Archives géantes visuelles, elles deviennent rapidement des documents pédagogiques que l’on offre à l’étude des scolaires et à l’œil interloqué des touristes. Leur territorialisation, notamment à Londonderry et à Belfast, en fait des champs de bataille symboliques qui constituent désormais un patrimoine mémoriel unique en Europe.
Bobby Sands ? Un homme sanctifié par les siens, devenu une effigie et un emblème. Un insurgé, un prolétaire rebelle affamé de justice mais mort de faim, victime d’une intense souffrance personnelle pour dénoncer la souffrance d’une communauté.

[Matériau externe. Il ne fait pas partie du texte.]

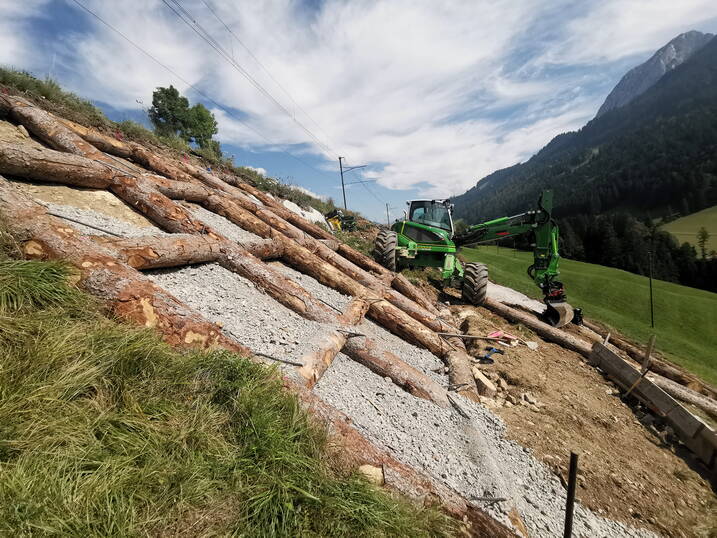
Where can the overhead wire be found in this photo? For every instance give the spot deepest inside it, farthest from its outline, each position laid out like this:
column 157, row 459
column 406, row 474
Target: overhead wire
column 192, row 23
column 261, row 65
column 193, row 87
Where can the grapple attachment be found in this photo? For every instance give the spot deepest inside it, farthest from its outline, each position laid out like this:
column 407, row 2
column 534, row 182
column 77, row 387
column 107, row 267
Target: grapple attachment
column 558, row 314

Une icône monumentale traduite en image monumentale, populaire et réaliste dans un musée à ciel ouvert, élément central d’un panthéon pictural.
Chronique nᵒ 270
* Cette fresque, souvent montrée aux touristes lors d’un parcours mémoriel, montre un Bobby Sands souriant, en noir et blanc pour en faire une icône intemporelle presque sanctifiée. Le fond représente le crépuscule, les barbelés et un mirador de la célèbre prison de Maze où furent détenus les prisonniers de l’IRA. Les étoiles symbolisent la constellation de la Croix du Sud pour donner au sacrifice de Sands une portée universelle et cosmique. Les entrelacs celtiques encadrent l’image, reliant le martyr à la tradition gaélique. La harpe dorée, symbole de l’Irlande, est présente. La citation, en forme d’injonction, peut se traduire ainsi : « Après que nous serons partis, que direz-vous que vous faisiez ? Direz-vous que vous étiez avec nous dans notre lutte, ou bien que vous vous conformiez au système même qui nous a poussés à la mort ? ». Cette fresque fait du visage de Sands le centre d’un récit héroïque et identitaire. L’espace urbain devient un livre vivant.